My sign said, “Hands Off DEI!”
Before the rise in diversity, equity and inclusion in our institutions, the stories of history were told largely by and for men, white men. For example, in high school in the 1960s, I learned intimate details about WWII, but never heard about Elizabeth Friedman, one of the first American cryptanalysts, who played a crucial role in breaking up Nazi spy rings. Nor did I hear about the Tuskegee Airmen, the first African American military aviators in the United States Armed Forces.
I remember watching the beginnings of space exploration on TV but never heard of the African American women engineers, most notably Katherine Johnson, who served behind the scenes. John Glenn would later credit her calculations as being essential to his mission. Having a southern heritage, I did hear rumors about something called the Underground Railroad but couldn’t have told you who Harriet Tubman was.
I heard about Albert Einstein but nothing about Marie Curie, a physicist, chemist and the first woman to win the Nobel Prize in Physics. I learned all about the bravery and courage of those who dared to tame the western frontier but nothing about the Trail of Tears. And sometimes I wonder if my grandchildren will ever get to dive into the poetry of Walt Whitman or the novels of Virginia Woolf or Oscar Wilde because, well, you know, they weren’t heterosexual.

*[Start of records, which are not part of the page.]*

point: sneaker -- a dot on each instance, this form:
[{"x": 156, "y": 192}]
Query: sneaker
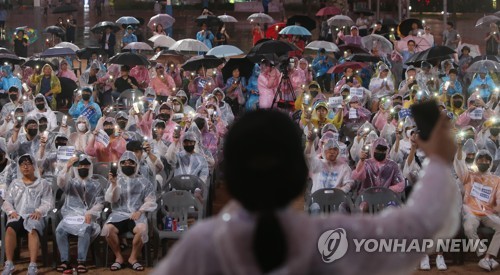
[
  {"x": 484, "y": 264},
  {"x": 8, "y": 268},
  {"x": 32, "y": 269},
  {"x": 440, "y": 264},
  {"x": 494, "y": 264},
  {"x": 424, "y": 263}
]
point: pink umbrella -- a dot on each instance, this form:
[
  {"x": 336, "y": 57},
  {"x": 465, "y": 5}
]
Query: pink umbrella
[{"x": 421, "y": 44}]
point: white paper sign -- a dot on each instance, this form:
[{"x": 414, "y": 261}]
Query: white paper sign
[
  {"x": 353, "y": 113},
  {"x": 356, "y": 92},
  {"x": 74, "y": 220},
  {"x": 335, "y": 101},
  {"x": 103, "y": 138},
  {"x": 64, "y": 153},
  {"x": 481, "y": 192},
  {"x": 477, "y": 114}
]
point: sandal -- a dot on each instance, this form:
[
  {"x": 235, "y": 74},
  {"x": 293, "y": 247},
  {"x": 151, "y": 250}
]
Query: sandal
[
  {"x": 137, "y": 266},
  {"x": 81, "y": 268},
  {"x": 116, "y": 266},
  {"x": 63, "y": 267}
]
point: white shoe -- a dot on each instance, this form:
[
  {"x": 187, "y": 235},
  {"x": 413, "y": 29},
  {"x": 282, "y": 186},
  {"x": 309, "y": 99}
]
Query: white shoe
[
  {"x": 440, "y": 264},
  {"x": 494, "y": 264},
  {"x": 484, "y": 264},
  {"x": 424, "y": 263}
]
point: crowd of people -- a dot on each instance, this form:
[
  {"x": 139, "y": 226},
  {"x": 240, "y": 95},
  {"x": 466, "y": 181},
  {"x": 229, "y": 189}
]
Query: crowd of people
[{"x": 358, "y": 130}]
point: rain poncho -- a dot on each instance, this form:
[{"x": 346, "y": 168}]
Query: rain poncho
[
  {"x": 252, "y": 89},
  {"x": 9, "y": 80},
  {"x": 48, "y": 113},
  {"x": 131, "y": 194},
  {"x": 326, "y": 174},
  {"x": 26, "y": 199},
  {"x": 185, "y": 163},
  {"x": 81, "y": 108},
  {"x": 83, "y": 196},
  {"x": 373, "y": 173}
]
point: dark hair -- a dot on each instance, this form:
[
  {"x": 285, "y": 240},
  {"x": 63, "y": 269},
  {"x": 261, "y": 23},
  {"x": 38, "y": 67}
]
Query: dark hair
[{"x": 265, "y": 170}]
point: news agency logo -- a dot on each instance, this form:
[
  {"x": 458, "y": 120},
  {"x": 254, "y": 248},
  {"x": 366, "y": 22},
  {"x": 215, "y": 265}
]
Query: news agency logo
[{"x": 333, "y": 245}]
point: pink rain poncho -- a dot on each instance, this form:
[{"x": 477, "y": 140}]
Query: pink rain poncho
[{"x": 379, "y": 174}]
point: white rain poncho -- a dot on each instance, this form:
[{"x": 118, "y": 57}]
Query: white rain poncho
[
  {"x": 185, "y": 163},
  {"x": 131, "y": 194},
  {"x": 26, "y": 199},
  {"x": 82, "y": 196}
]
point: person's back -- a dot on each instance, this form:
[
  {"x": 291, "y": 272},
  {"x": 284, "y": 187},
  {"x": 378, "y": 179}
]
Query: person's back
[{"x": 266, "y": 171}]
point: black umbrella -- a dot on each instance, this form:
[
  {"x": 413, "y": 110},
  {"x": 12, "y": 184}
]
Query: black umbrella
[
  {"x": 86, "y": 53},
  {"x": 66, "y": 8},
  {"x": 36, "y": 62},
  {"x": 404, "y": 27},
  {"x": 101, "y": 27},
  {"x": 128, "y": 58},
  {"x": 302, "y": 20},
  {"x": 210, "y": 20},
  {"x": 277, "y": 47},
  {"x": 205, "y": 61},
  {"x": 244, "y": 65},
  {"x": 55, "y": 30},
  {"x": 364, "y": 57}
]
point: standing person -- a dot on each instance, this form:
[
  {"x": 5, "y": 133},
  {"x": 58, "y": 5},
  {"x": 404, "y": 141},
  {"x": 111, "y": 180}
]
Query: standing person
[
  {"x": 20, "y": 42},
  {"x": 71, "y": 29},
  {"x": 108, "y": 42},
  {"x": 492, "y": 40}
]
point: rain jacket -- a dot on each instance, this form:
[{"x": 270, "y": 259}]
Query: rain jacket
[
  {"x": 26, "y": 199},
  {"x": 83, "y": 196}
]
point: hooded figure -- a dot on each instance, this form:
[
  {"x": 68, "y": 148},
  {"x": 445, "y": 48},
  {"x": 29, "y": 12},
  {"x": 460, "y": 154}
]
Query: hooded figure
[
  {"x": 9, "y": 80},
  {"x": 329, "y": 172},
  {"x": 252, "y": 89},
  {"x": 42, "y": 107},
  {"x": 378, "y": 170},
  {"x": 82, "y": 207},
  {"x": 187, "y": 161},
  {"x": 131, "y": 193},
  {"x": 47, "y": 84}
]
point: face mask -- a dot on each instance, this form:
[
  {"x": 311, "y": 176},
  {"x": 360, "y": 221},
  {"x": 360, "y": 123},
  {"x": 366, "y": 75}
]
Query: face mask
[
  {"x": 379, "y": 156},
  {"x": 128, "y": 170},
  {"x": 494, "y": 131},
  {"x": 109, "y": 131},
  {"x": 32, "y": 132},
  {"x": 483, "y": 167},
  {"x": 42, "y": 127},
  {"x": 82, "y": 127},
  {"x": 189, "y": 148},
  {"x": 40, "y": 106},
  {"x": 83, "y": 172}
]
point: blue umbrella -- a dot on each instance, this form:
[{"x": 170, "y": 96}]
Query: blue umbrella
[
  {"x": 225, "y": 51},
  {"x": 295, "y": 30}
]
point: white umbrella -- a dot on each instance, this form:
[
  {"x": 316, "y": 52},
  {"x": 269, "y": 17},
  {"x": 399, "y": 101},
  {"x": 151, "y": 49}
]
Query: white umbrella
[
  {"x": 340, "y": 20},
  {"x": 260, "y": 18},
  {"x": 161, "y": 40},
  {"x": 68, "y": 45},
  {"x": 225, "y": 51},
  {"x": 138, "y": 46},
  {"x": 328, "y": 46},
  {"x": 189, "y": 45},
  {"x": 227, "y": 18}
]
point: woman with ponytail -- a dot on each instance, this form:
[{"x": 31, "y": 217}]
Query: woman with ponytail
[{"x": 258, "y": 233}]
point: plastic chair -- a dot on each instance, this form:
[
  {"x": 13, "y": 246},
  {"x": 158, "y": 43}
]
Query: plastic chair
[
  {"x": 330, "y": 200},
  {"x": 378, "y": 198},
  {"x": 177, "y": 205}
]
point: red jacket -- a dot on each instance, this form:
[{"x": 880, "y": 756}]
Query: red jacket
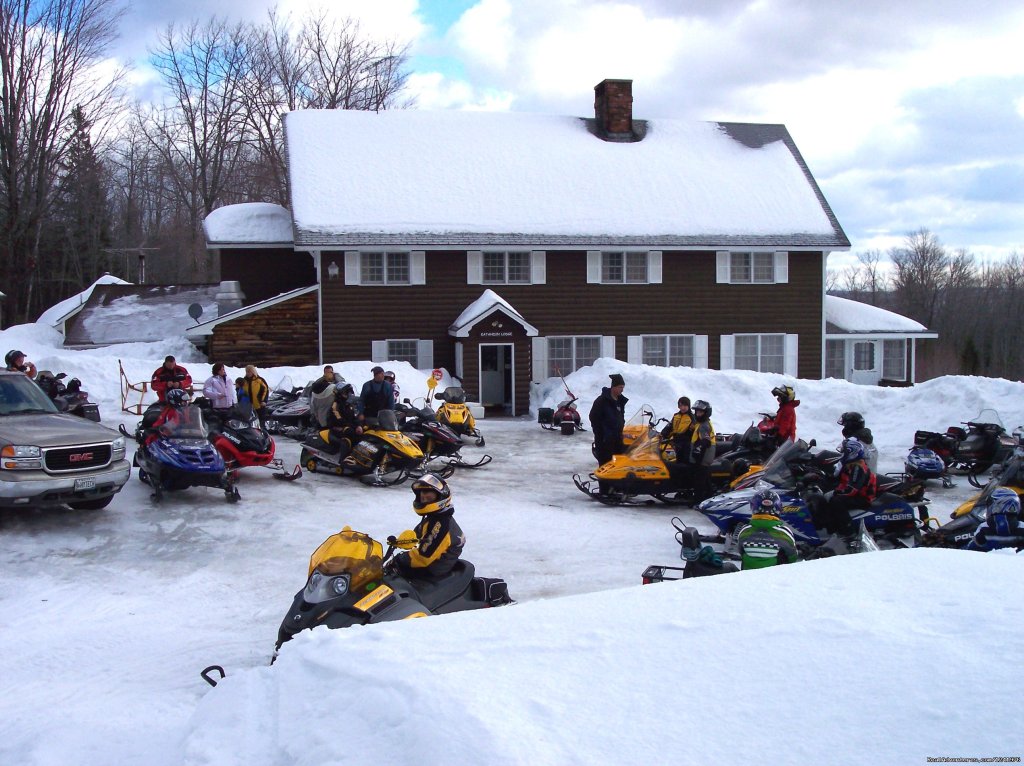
[
  {"x": 162, "y": 377},
  {"x": 785, "y": 421}
]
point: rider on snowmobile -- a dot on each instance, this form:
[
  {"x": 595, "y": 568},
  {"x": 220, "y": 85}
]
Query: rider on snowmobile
[
  {"x": 440, "y": 538},
  {"x": 767, "y": 540},
  {"x": 344, "y": 424},
  {"x": 1001, "y": 527},
  {"x": 785, "y": 419}
]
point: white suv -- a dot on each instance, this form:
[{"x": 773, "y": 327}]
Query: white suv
[{"x": 48, "y": 458}]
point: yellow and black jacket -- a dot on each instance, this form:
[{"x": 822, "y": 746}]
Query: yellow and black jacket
[{"x": 441, "y": 541}]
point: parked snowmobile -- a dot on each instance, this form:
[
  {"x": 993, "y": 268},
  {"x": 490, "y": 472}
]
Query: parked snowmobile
[
  {"x": 180, "y": 456},
  {"x": 69, "y": 397},
  {"x": 648, "y": 467},
  {"x": 890, "y": 518},
  {"x": 349, "y": 583},
  {"x": 456, "y": 415},
  {"x": 436, "y": 440},
  {"x": 974, "y": 450},
  {"x": 241, "y": 440},
  {"x": 382, "y": 457}
]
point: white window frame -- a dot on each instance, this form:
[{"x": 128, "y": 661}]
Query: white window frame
[
  {"x": 728, "y": 260},
  {"x": 379, "y": 351},
  {"x": 791, "y": 345},
  {"x": 416, "y": 260},
  {"x": 538, "y": 267},
  {"x": 596, "y": 266},
  {"x": 635, "y": 348}
]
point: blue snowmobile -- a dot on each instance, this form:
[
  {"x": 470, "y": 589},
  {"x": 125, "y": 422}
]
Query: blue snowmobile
[{"x": 174, "y": 452}]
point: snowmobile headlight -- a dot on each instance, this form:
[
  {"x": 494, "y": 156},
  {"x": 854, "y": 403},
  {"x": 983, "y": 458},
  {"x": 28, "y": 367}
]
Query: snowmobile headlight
[{"x": 340, "y": 585}]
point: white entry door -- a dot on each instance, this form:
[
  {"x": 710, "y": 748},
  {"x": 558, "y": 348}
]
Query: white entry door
[{"x": 866, "y": 362}]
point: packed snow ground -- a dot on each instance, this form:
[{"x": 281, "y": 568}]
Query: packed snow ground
[{"x": 892, "y": 657}]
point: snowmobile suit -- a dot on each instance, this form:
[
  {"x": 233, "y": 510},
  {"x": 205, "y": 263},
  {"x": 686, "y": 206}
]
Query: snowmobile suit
[
  {"x": 441, "y": 541},
  {"x": 766, "y": 542}
]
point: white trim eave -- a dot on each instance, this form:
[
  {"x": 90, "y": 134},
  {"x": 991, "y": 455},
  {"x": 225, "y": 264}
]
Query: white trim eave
[
  {"x": 881, "y": 335},
  {"x": 201, "y": 331},
  {"x": 463, "y": 330}
]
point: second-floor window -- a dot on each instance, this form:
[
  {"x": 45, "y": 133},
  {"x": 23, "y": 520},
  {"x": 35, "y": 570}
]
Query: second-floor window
[
  {"x": 384, "y": 268},
  {"x": 507, "y": 267}
]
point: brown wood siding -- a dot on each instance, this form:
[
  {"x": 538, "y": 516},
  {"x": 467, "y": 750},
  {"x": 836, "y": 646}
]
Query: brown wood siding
[
  {"x": 283, "y": 334},
  {"x": 264, "y": 272},
  {"x": 688, "y": 300}
]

So, yes, we know what can be lost.
Sustaining a democracy is not for those seeking rigid, cookie-cutter, categories of belief and thought. It’s not for those who want to flatten gender roles and play with women as if they were one-dimensional paper dolls. It’s not for those who are uncomfortable passing others on the sidewalk who may not look like them, think like them, speak like them or love like them. No, democracy requires that all of us hold the often uncomfortable tension that can arise when we dare to embrace diversity in search of our common identity as Americans.
So, I rise today to stand tall, vocal and firm for all DEI before my words may be silenced.
To my younger women friends, in particular, I urge you to educate yourselves about Project 2025 and to read the “Handmaid’s Tale.” It, or a similar scenario, may be coming much quicker than any of us older women could have ever imagined. Don’t hide. Don’t think it can’t happen here. It can.
My prayer for you is that when you’re much older you too will still be able to stand out in the drizzling rain, leaning on your cane, and hold a sign with a message you believe in.